Le recul de l’inflation corrigée (qui élimine les variations de prix extrêmes des deux côtés de la distribution) renforce la confiance de la BNS quant au fait qu’elle se rapproche de son objectif, car une grande partie du panier contribuant à l’inflation est conforme à l’objectif de la banque. Cela indique que l’inflation n’est pas aussi généralisée qu’on le craignait et a éliminé une partie de la pression en faveur d’une augmentation plus importante des taux d’intérêt.
Graphique 1. Indices de l’inflation en Suisse
Sources : Office fédéral de la statistique et BNS. Mai 2023.
Pourquoi pas une hausse de 50 points de base ?
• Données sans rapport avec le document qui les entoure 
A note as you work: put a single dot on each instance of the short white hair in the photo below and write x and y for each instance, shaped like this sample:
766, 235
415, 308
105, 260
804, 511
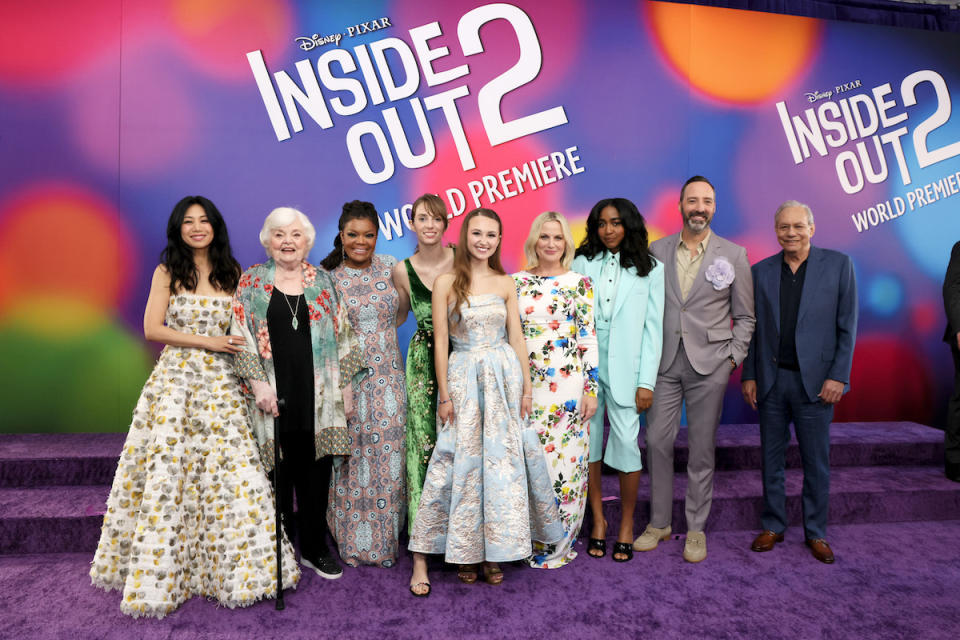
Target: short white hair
794, 203
281, 217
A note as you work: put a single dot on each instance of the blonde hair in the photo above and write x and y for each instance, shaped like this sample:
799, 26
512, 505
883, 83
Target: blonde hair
461, 259
281, 217
530, 246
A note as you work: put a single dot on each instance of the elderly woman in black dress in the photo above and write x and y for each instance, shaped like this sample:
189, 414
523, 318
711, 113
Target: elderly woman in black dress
299, 346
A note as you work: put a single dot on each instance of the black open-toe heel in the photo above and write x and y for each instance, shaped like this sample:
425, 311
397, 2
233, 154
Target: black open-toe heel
597, 544
622, 548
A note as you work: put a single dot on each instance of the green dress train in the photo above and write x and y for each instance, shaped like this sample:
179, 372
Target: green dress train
421, 393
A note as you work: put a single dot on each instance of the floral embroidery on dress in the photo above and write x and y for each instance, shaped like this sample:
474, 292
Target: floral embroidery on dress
557, 319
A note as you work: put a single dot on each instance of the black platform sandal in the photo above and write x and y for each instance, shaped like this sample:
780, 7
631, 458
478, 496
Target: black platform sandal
597, 544
623, 548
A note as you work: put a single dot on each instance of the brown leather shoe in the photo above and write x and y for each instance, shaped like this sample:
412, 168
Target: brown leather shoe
766, 540
821, 550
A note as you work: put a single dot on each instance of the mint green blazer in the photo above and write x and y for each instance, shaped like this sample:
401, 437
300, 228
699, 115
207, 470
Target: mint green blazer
636, 329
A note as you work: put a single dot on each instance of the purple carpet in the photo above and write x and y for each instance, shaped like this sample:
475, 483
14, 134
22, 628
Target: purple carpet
889, 581
894, 526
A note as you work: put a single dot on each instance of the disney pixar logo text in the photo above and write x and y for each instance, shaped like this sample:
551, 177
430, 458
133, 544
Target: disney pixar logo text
317, 40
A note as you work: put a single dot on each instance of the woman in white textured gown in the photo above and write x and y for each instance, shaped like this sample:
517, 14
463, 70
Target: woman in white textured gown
191, 511
487, 493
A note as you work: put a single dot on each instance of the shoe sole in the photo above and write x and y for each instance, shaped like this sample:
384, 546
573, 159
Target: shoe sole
326, 576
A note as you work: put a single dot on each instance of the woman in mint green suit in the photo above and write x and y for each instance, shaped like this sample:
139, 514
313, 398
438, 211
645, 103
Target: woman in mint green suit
628, 313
En annonçant un relèvement de 25 points de base, la BNS a exclu une autre possibilité : une hausse de 50 points de base, à laquelle certains s’attendaient. Cela peut s’expliquer par le fait que la banque se rend compte que les précédentes hausses de taux tardent à se répercuter sur l’économie et que l’impact de la politique monétaire sur l’économie est différé. Comme pour toute politique monétaire, il est difficile pour les banques centrales de connaître le résultat (et donc le point final) de leur politique avant qu’elle ne soit mise en œuvre, en raison du décalage dans le mécanisme de transmission. Il est donc possible que la BNS ait décidé de garder des cartouches en réserve.
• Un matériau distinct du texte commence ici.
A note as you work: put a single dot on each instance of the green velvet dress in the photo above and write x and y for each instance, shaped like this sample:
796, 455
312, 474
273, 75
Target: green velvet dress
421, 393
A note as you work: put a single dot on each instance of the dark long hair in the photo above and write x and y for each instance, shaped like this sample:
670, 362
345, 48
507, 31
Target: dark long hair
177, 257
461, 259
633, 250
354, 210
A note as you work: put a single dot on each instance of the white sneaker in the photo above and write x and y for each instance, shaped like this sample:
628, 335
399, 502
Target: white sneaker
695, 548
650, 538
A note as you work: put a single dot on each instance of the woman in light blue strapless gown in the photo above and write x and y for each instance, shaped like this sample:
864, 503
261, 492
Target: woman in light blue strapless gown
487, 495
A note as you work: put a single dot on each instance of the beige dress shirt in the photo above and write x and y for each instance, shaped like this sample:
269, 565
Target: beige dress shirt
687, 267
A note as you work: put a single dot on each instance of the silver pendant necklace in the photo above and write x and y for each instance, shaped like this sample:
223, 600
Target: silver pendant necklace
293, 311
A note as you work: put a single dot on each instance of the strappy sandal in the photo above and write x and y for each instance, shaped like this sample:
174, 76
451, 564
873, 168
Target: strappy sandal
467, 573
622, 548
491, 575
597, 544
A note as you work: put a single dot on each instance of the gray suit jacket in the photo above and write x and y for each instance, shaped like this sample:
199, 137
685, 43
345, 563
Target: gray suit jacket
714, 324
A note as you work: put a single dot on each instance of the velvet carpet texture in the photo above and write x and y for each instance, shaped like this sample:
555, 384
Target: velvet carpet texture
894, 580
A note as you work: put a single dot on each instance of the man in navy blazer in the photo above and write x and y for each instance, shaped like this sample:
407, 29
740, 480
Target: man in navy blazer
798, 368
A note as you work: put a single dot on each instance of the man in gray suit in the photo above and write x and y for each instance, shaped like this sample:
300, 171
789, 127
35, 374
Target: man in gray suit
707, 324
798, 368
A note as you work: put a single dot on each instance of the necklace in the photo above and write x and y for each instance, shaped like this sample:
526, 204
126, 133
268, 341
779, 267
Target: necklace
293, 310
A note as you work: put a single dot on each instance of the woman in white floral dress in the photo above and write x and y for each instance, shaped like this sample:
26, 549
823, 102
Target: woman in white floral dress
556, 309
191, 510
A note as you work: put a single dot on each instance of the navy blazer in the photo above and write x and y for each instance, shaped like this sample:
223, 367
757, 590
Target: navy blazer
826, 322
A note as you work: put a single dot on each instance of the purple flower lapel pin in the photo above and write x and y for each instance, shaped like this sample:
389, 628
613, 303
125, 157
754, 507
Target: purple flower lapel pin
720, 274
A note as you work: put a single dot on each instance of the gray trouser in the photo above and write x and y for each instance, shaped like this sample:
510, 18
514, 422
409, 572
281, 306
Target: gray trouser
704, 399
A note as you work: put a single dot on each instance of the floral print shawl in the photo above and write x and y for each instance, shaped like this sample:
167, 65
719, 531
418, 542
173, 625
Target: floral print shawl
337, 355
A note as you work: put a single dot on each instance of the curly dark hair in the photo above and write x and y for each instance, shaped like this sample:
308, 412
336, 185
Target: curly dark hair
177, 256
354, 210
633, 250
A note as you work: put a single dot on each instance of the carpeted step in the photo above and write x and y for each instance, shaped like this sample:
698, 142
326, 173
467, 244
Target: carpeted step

Dans le même temps, bien que l’inflation suisse reste supérieure à l’objectif, elle demeure plus limitée que dans les autres pays, ce qui réduit la nécessité d’une intervention plus musclée. Les risques mondiaux pesant sur l’économie suisse (sous la forme d’une récession aux Etats-Unis ou dans la zone euro) peuvent également avoir incité la BNS à la prudence.
« ... bien que l’inflation suisse reste supérieure à l’objectif, elle demeure plus limitée
que dans les autres pays, ce qui réduit la nécessité d’une intervention plus musclée. »
Enfin, la hausse du taux de référence des loyers pourrait également avoir joué un rôle. Le 1er juin 2023, le taux hypothécaire de référence est passé de 1,25% à 1,50%, sa première hausse en quinze ans. Etabli sur la base du taux d’intérêt moyen pondéré des créances hypothécaires en Suisse, le taux hypothécaire de référence est utilisé pour déterminer les loyers. En vertu du droit relatif aux contrats de bail, les propriétaires ont en principe le droit d’augmenter les loyers, mais des conditions s’appliquent, de sorte que le mécanisme de transmission n’est pas direct.
Néanmoins, certains loyers pourraient augmenter à l’automne, entraînant des hausses de l’inflation globale, techniques et ciblées. La BNS s’attend à ce choc négatif, même s’il n’apparaît pas encore dans les données. Et si le taux d’intérêt de référence provoquait une augmentation des loyers dans les mois à venir, nous constatons actuellement un net ralentissement de l’inflation dans son ensemble.
Par ailleurs, la banque a présenté des perspectives de croissance modestes pour cette année (1%), même si la croissance au premier trimestre a été jugée robuste. Alors que les autres grandes banques centrales s’efforcent de ne pas sacrifier la croissance sur l’autel de l’inflation, nous pensons que la Suisse se trouve dans une situation qui lui est propre. La Suisse, contrairement aux autres pays, a été épargnée par la récession. La BNS dispose ainsi d’une plus grande marge de manœuvre que ses homologues et peut se permettre de resserrer davantage l’étau monétaire, car la croissance suisse est moins précaire.
Une nouvelle hausse est possible
Nous nous attendons à ce que la BNS donne un nouveau tour de vis en septembre, après quoi elle marquera une pause pour évaluer l’impact du resserrement de sa politique monétaire. En moyenne, il y a un décalage de plusieurs mois entre le resserrement de la politique monétaire et l’impact économique. Un ralentissement potentiel à l’extérieur de la Suisse constitue un risque : si une récession se produit ailleurs, elle pourrait avoir un impact sur l’économie suisse et, à son tour, retarder la suppression de l’assouplissement.